Article Preview
Top1. Introduction
We live in a time when the evolution of technology, follows a frantic pace, the innovations occur always aiming at optimization and maximum exploitation of available resources. From cell phone first generation to the third-generation iPad, we passed from one generation to another by benefiting from higher data rates and services more and more sophisticated. The recent evolution of wireless technologies creates a strong demand in terms of radio spectrum, thus causing a deficit in the spectral resources. Several recent studies have revealed the sub-optimal usage of radio bands by insisting on the fact that some bands become overloaded while others remain largely under-exploited. In addition, the Federal Commission of Communication (FCC) (Paterson & Gangadharan, 2015) has mentioned that the use of the band below 3 GHz varies between 15% and 85%. To compensate for these problems, researchers have proposed a new paradigm which is Cognitive Radio (CR) (Ding, Fang, Huang, Pan, Li, & Glisic, 2017) in order to better exploit the existing spectrum by taking advantage of free and unused channels in a dynamic and opportunistic way. This technology, therefore, allows an increase in the number of users and better distribution of the available resources.
The concept of cognitive radio is, in reality, an interaction between the wireless technology and artificial intelligence. Indeed, the capacity of cognitive radio integrated into a terminal offers a possibility to interact with its environment radio to adapt, detect, and exploit free frequencies. The terminal will have sufficient capacity to enable it to effectively manage the whole radio resources.

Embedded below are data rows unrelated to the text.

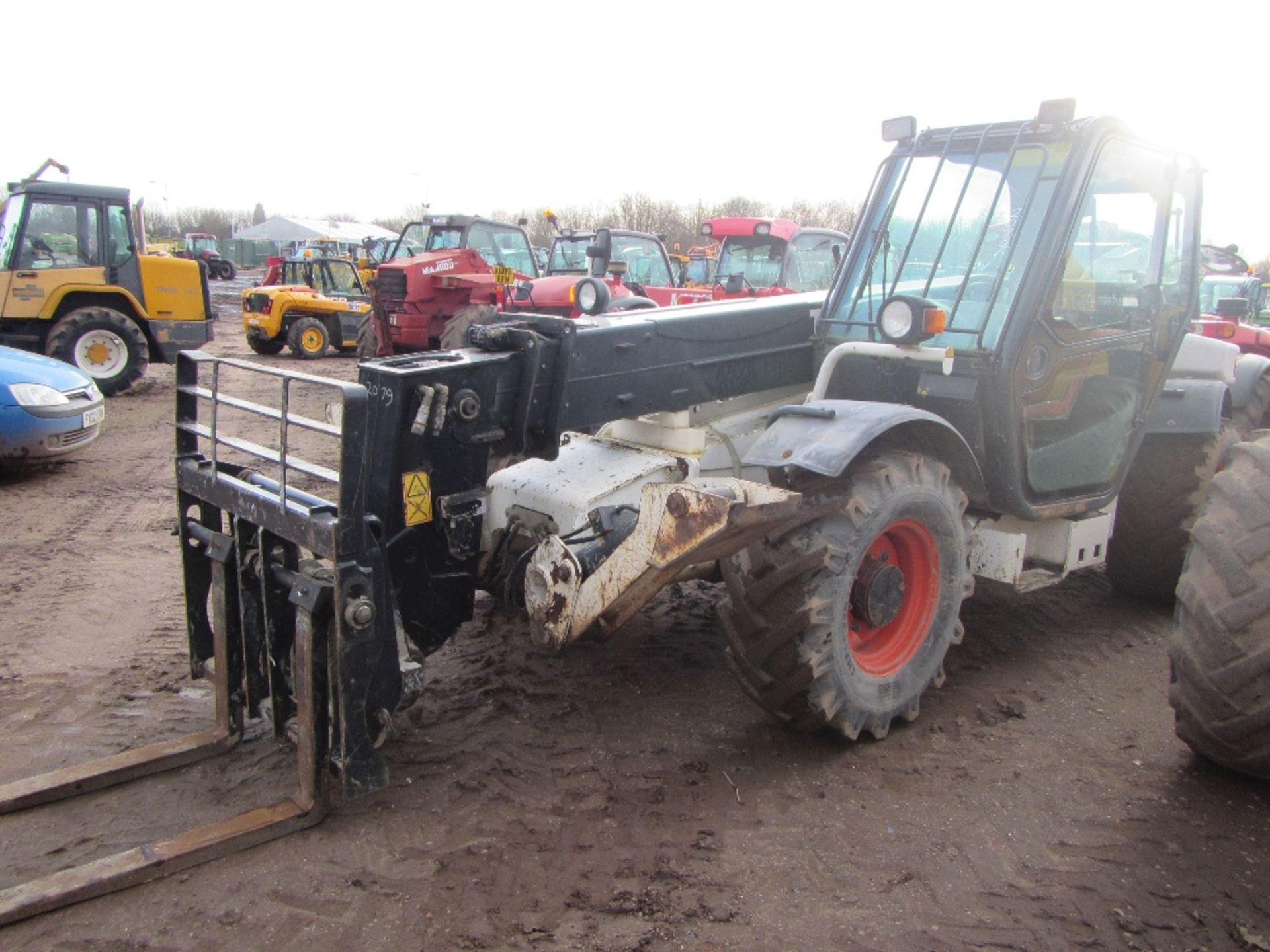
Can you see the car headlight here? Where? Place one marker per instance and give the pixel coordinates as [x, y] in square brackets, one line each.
[907, 319]
[37, 395]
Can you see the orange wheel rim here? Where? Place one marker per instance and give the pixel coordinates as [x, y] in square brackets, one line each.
[893, 598]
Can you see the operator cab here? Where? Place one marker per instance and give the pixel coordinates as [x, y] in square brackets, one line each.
[1057, 259]
[498, 243]
[334, 277]
[643, 254]
[770, 254]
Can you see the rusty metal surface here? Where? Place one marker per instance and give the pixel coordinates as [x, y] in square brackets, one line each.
[680, 524]
[154, 859]
[150, 861]
[111, 771]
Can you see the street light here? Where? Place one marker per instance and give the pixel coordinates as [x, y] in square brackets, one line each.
[165, 215]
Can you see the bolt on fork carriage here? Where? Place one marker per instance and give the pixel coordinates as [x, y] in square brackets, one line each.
[281, 596]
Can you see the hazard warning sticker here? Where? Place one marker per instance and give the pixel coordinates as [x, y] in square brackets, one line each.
[417, 495]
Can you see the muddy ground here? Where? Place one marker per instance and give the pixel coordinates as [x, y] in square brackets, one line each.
[620, 796]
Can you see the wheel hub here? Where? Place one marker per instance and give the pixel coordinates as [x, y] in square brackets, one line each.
[878, 593]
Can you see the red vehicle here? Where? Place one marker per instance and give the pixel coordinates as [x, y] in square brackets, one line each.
[763, 257]
[1232, 301]
[603, 272]
[201, 247]
[444, 274]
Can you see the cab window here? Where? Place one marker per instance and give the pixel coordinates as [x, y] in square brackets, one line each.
[813, 260]
[9, 222]
[646, 258]
[120, 239]
[60, 235]
[339, 278]
[1094, 352]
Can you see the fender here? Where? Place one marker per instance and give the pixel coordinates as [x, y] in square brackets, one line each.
[629, 302]
[825, 436]
[1188, 405]
[1248, 371]
[55, 300]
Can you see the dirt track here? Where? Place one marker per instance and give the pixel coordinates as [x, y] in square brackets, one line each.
[620, 796]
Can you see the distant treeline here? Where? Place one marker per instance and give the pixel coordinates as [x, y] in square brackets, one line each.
[681, 223]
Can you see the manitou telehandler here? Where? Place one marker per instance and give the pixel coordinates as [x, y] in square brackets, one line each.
[964, 403]
[765, 257]
[606, 270]
[443, 274]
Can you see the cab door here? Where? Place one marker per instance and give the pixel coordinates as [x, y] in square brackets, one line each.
[60, 243]
[1099, 349]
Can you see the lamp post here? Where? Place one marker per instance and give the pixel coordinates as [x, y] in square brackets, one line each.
[164, 184]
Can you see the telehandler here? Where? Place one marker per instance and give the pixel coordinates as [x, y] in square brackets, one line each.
[964, 403]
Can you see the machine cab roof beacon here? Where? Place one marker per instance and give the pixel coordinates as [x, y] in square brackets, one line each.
[1003, 333]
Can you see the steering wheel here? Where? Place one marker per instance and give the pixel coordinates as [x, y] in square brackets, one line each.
[40, 247]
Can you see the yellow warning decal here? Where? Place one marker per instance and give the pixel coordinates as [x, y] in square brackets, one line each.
[417, 495]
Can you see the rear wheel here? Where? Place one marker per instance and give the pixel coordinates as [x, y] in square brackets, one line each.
[367, 344]
[1158, 507]
[845, 619]
[1255, 414]
[308, 338]
[1220, 651]
[106, 344]
[454, 335]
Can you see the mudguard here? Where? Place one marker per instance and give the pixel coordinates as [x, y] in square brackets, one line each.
[1188, 407]
[825, 436]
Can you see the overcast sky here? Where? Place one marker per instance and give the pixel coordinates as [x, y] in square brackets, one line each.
[314, 108]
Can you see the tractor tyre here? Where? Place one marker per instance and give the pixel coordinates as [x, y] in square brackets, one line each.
[1255, 414]
[309, 338]
[845, 619]
[265, 346]
[454, 337]
[1220, 649]
[106, 344]
[1158, 506]
[367, 339]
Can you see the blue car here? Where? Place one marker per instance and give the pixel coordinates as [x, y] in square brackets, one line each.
[48, 408]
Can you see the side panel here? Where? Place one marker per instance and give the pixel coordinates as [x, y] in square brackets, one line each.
[172, 288]
[34, 292]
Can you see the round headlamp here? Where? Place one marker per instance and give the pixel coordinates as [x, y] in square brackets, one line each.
[592, 296]
[907, 319]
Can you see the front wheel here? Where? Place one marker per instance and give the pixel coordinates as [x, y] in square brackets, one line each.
[106, 344]
[1220, 649]
[308, 338]
[845, 621]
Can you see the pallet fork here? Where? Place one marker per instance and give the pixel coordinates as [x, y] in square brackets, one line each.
[308, 639]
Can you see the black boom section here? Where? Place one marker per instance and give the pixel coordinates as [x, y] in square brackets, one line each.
[535, 377]
[444, 419]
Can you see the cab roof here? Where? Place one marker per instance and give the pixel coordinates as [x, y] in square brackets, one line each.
[67, 190]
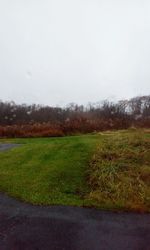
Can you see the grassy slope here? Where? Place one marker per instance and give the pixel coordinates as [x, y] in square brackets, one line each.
[55, 170]
[47, 170]
[119, 173]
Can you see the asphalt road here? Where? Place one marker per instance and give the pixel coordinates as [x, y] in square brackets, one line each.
[26, 227]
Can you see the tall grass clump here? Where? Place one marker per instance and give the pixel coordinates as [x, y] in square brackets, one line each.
[119, 172]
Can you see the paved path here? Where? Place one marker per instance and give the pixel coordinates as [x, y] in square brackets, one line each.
[7, 146]
[26, 227]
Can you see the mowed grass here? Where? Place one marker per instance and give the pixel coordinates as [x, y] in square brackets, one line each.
[119, 172]
[108, 170]
[47, 170]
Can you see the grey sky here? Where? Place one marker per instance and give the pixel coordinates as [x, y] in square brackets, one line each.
[56, 52]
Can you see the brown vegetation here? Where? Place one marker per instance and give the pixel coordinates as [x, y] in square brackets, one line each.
[43, 121]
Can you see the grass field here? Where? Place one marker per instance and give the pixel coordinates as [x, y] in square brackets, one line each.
[108, 170]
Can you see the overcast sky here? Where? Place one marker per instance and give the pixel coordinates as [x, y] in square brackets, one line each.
[56, 52]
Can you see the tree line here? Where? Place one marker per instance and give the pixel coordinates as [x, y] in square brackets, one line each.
[39, 120]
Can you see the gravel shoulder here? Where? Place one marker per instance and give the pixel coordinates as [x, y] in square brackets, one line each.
[24, 226]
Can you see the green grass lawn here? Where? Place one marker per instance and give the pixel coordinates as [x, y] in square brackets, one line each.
[108, 170]
[47, 170]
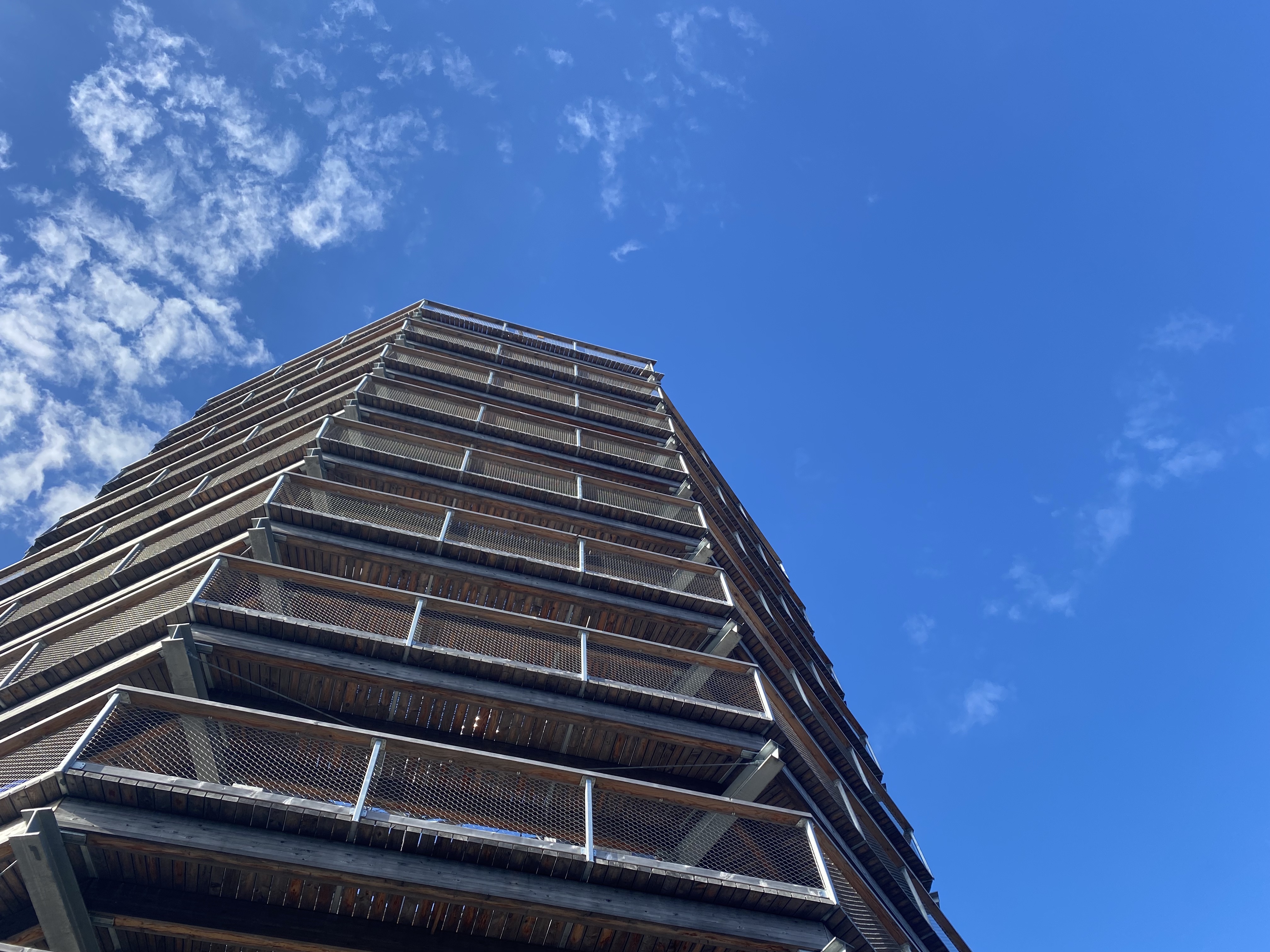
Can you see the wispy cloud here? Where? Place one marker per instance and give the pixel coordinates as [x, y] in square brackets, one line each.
[619, 254]
[980, 706]
[399, 68]
[747, 26]
[685, 30]
[1154, 449]
[103, 306]
[458, 68]
[341, 11]
[919, 627]
[1189, 332]
[1033, 592]
[611, 129]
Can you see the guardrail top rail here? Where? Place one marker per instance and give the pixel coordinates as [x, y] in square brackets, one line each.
[528, 390]
[511, 475]
[519, 426]
[507, 544]
[536, 362]
[440, 630]
[456, 794]
[533, 337]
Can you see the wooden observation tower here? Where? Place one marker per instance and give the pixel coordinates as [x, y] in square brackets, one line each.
[446, 635]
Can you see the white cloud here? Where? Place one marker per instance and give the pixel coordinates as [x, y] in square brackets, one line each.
[685, 37]
[342, 11]
[293, 66]
[458, 68]
[1193, 460]
[747, 26]
[106, 305]
[919, 627]
[503, 145]
[399, 68]
[1038, 593]
[619, 254]
[64, 499]
[1188, 332]
[981, 705]
[610, 128]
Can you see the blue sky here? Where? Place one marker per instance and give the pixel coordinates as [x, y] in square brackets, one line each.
[970, 304]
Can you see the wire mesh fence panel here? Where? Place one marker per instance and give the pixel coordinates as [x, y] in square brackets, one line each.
[521, 389]
[456, 342]
[513, 542]
[445, 457]
[431, 366]
[663, 508]
[18, 621]
[432, 404]
[676, 833]
[524, 426]
[620, 565]
[859, 913]
[503, 470]
[41, 757]
[328, 607]
[642, 419]
[619, 385]
[418, 522]
[534, 362]
[103, 631]
[69, 593]
[498, 639]
[232, 755]
[628, 450]
[479, 799]
[672, 676]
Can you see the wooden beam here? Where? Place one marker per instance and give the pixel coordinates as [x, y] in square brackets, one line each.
[159, 701]
[538, 704]
[183, 838]
[577, 593]
[201, 918]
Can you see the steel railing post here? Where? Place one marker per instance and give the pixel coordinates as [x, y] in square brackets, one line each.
[821, 866]
[118, 697]
[21, 664]
[360, 807]
[199, 589]
[588, 795]
[415, 622]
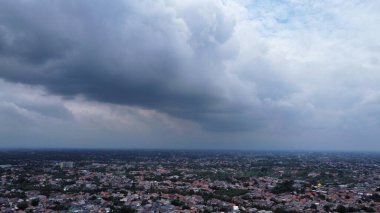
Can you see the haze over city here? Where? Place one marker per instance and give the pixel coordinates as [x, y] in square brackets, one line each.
[190, 74]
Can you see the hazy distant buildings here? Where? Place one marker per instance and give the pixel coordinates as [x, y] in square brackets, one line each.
[66, 164]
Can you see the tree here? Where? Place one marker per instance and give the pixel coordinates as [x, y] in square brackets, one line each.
[22, 205]
[34, 202]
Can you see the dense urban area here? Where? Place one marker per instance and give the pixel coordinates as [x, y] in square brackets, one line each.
[188, 181]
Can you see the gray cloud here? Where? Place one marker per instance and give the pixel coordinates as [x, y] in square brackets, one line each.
[257, 72]
[156, 55]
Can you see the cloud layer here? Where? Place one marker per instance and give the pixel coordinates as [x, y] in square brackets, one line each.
[272, 72]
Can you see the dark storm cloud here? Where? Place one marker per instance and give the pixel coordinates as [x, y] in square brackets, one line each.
[141, 53]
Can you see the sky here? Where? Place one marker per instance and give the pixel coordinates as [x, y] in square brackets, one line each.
[190, 74]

Nevertheless, the implementation of this technology requires in-depth studies on detection of free resources, spectrum sharing, the spectrum decision, and mobility management of secondary users (Nguyen, Nguyen, Nguyen & Dang, 2013), etc.
These last times, the spectrum sharing is a matter of high priority research and brings a huge interest for access to spectrum flexible and dynamic aimed at an efficient allocation of radio resources. Obviously, the future technology of the system radio requires a very efficient use of the spectrum and to have also a capacity of coexistence and sharing with other systems radios in an efficient manner. The question concerning the coexistence of the radio system has introduced new technical challenges.
The spectrum market has been introduced in order to optimize the spectrum sharing between primary users (PUs) and cognitive users (CUs) as a result of the economic profits of PUs (Zhang, Zhang, Chen & Guo, 2014; Chien, Chang, & Chan, 2015). The market theory and the prices theory give a capital importance in the economic model's facilitation for the spectrum trade (Zhang & Han, 2017). The main idea of spectrum marketing is to satisfy both sellers and buyers. Therefore, the spectrum price must be set according to the objectives of the primary users and cognitive users (Wang, Zhou & Wu, 2014).
The purpose of this paper is to describe the different models of spectrum trading and proposed a better solution. The behavior of the primary operators (POs) concerning the price models is divided into three models, namely: (1) competition between primary POs (2) no competition and no cooperation between the POs, (3) cooperation between POs. The pricing systems corresponding to the different behaviors are called competitive price, market balance price, and the price cooperative, respectively.